Kewaspadaan Beribadah
Oleh: Nasrulloh Baksolahar
(Channel Youtube Dengerin Hati)
Hawa nafsu bisa menjatuhkan manusia dengan kemaksiatan juga dalam ketaatan. Oleh karena itu, para penulis sejarah tidak mau menulis biografi seseorang ketika masih hidup karena setiap orang berpeluang jatuh tersungkur selama nafas masih ada. Dalam Al-Qur'an selalu diingatkan, apakah merasa aman dengan siasat Allah? Apakah merasa aman dengan azab Allah? Yang merasa aman, itulah yang merugi.
Ketika berseliweran saling tuduh membid'ahkan dan mengkafirkan, seorang ulama memberikan kiat. Lihatlah saat kematiannya? Husnul Khatimah atau Suul Khatimah? Bila Husnul Khatimah maka ilmu, yang dicontohkan dan yang diajarkan bukanlah bidah. Begitulah cara mengikuti seseorang. Karena ilmu teramat luas, sehingga imam Malik tidak mau menjadikan kitab Al Muwathanya sebagai satu-satunya referensi hukum di era Bani Abbasiyah.
Syetan dapat menjerumuskan manusia ke jurang kemaksiatan, juga dalam ketaatan. Manusia akan dimintai pertanggungjawaban atas yang ditampakkan dan yang tidak ditampakan. Apa yang diperlihatkan dan apa yang tersembunyi di dalam dada. Banyak yang masuk neraka karena tampilan ketaatan dan keshalehannya. Ini sangat berbahaya karena merasa mulia di tengah kehinaannya. Merasa mulia dihadapan manusia namun dihinakan dihadapan penduduk langit.
Hati-hati dalam ketaatan, karena merasa terselamatkan dengan ibadahnya. Hati-hati dalam ibadah, merasa selalu menjadi orang suci tak berdosa sehingga hilang kewaspadaan terhadap tipu daya hawa nafsu dan syetan. Hati-hati dalam ketaatan, karena dosa yang terbesar bukan dosa-dosa tak beribadah, tetapi karena penyakit-penyakit hati. Dalam ibadah, dalam ketaatannya diselimuti penyakit hati, ini yang sering dilalaikan. Ini yang sering lupa dievaluasi.
Taat beribadah tetapi merasa aman dari azab Allah, atau berdosa tetapi takut kepada azab Allah? Yang baik, tetap beribadah namun sangat takut pada azab Allah. Karena yang bisa memadamkan api neraka adalah aliran air mata karena takut kepada Allah. Bila ibadah belum juga mengalirkan air mata takut dan harap pada Allah, bertanda masih banyak kepalsuan ibadah kita.

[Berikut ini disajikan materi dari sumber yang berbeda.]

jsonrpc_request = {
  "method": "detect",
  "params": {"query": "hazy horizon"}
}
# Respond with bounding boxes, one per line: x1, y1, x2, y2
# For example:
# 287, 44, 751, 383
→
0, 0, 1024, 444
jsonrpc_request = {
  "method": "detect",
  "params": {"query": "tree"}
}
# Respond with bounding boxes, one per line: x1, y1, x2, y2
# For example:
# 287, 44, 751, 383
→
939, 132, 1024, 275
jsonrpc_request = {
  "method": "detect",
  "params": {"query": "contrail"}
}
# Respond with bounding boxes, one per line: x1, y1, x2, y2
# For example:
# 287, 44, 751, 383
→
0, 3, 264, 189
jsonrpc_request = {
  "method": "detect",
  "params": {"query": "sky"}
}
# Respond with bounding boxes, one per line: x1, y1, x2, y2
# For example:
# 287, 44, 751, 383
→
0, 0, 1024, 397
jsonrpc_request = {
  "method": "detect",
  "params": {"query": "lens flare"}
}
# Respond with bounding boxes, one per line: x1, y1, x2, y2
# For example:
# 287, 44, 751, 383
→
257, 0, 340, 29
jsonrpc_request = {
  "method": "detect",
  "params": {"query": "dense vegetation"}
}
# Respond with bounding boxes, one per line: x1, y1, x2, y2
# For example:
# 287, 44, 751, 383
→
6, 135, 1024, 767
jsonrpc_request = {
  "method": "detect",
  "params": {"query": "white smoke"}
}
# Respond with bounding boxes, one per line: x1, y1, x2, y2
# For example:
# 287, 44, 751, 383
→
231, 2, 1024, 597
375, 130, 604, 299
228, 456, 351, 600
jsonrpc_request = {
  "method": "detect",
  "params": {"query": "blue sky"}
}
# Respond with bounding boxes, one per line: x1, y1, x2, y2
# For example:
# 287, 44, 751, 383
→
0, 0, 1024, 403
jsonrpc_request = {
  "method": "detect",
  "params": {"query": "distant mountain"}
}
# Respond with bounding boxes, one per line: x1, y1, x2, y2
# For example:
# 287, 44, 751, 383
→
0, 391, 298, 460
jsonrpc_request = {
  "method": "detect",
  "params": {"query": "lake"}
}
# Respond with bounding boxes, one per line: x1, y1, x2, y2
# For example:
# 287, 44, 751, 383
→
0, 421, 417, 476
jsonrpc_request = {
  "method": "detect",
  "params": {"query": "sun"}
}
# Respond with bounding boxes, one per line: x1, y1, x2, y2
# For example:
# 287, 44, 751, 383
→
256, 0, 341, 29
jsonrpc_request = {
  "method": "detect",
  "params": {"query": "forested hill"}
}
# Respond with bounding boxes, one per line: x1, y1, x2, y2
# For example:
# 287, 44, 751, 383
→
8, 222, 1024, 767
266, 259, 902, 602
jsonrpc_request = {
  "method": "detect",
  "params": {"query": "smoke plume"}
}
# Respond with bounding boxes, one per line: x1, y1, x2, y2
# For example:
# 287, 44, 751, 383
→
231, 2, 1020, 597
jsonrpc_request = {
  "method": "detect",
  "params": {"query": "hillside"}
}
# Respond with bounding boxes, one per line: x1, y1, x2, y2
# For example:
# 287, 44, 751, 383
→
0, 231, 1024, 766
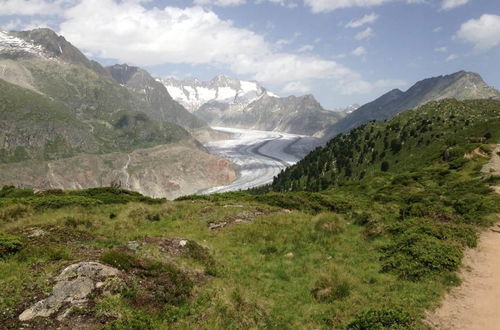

Penyeru kebaikan, para juru dakwah, tak boleh merasa lebih baik dari para ahli kemaksiatan. Karena para ahli maksiat bisa saja menjadi ulama sekelas Fudhail Bin Iyad. Mereka yang hari ini lalai dalam kekayaan dan kekuasaan bisa saja menjadi ulama sekelas Ibrahim bin Adham atau Abu Hanifah. Menyeru namun tanggalkan bahwa diri lebih baik. Memperbaiki namun tanggalkan bahwa hanya dirinya yang selamat. Apakah sudah tahu Husnul Khatimah? Apakah sudah tahu bahwa kebaikannya diterima Allah?